Gold miner Newmont has opted to put an investment decision on hold for its Yanacocha sulphides project in Peru, part of its planned expansion of the mine to extend its lifespan beyond 2040.
The company said it will now make its full-funds decision on the project during the second half of 2024, citing the market as well as “the continued war in Ukraine, record inflation rates, the rising prices for commodities and raw materials, prolonged supply chain disruptions and competitive labor markets” for its move.
Newmont said it will continue to manage the Yanacocha operations while simultaneously finding opportunities to enhance operations, including the construction of two water treatment plants. In all, it anticipates an initial spend of about $350 million over the next two years for the asset.

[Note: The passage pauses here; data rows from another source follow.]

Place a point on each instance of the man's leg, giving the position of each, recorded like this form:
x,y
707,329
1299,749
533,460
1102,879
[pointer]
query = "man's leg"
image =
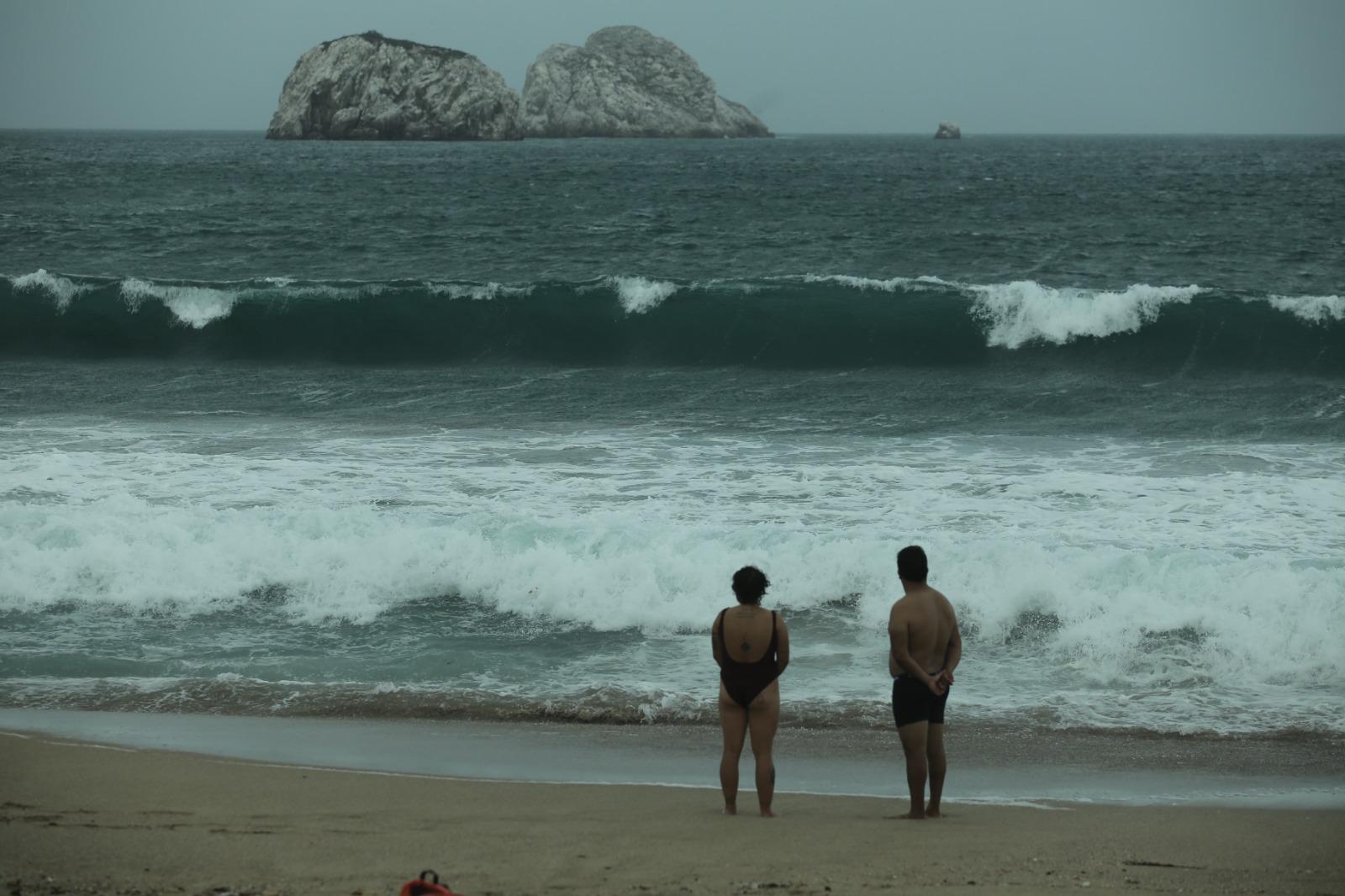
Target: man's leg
x,y
914,743
733,719
938,768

It is setting that into greater motion with the appointment of Dean Gehring as chief development officer – Peru to lead Yanacocha’s operations and the sulphides project.
A 30-year mining industry veteran, Gehring previously managed operations and projects in the United States, Canada, Indonesia, Suriname and Peru, including as the head of Newmont’s South America region. Most recently, he served as Newmont’s executive vice president and chief technology officer.
“Newmont has a long history of operating in Peru, and Yanacocha is an important part of Newmont’s world-class portfolio and long-term strategy,” President and CEO Tom Palmer said.
“Dean is uniquely qualified to ensure operational excellence while working closely with government stakeholders, business partners and local communities to manage the development of this project in the current global economic context.”
Yanacocha, located in the province and department of Cajamarca northeast of Lima, is South America’s largest gold mine. It is a joint venture between Newmont (51.35%), Minas Buenaventura (43.65%) and Sumitomo (5%). In production since 1993, the surface mine produces about 270,000 ounces annually.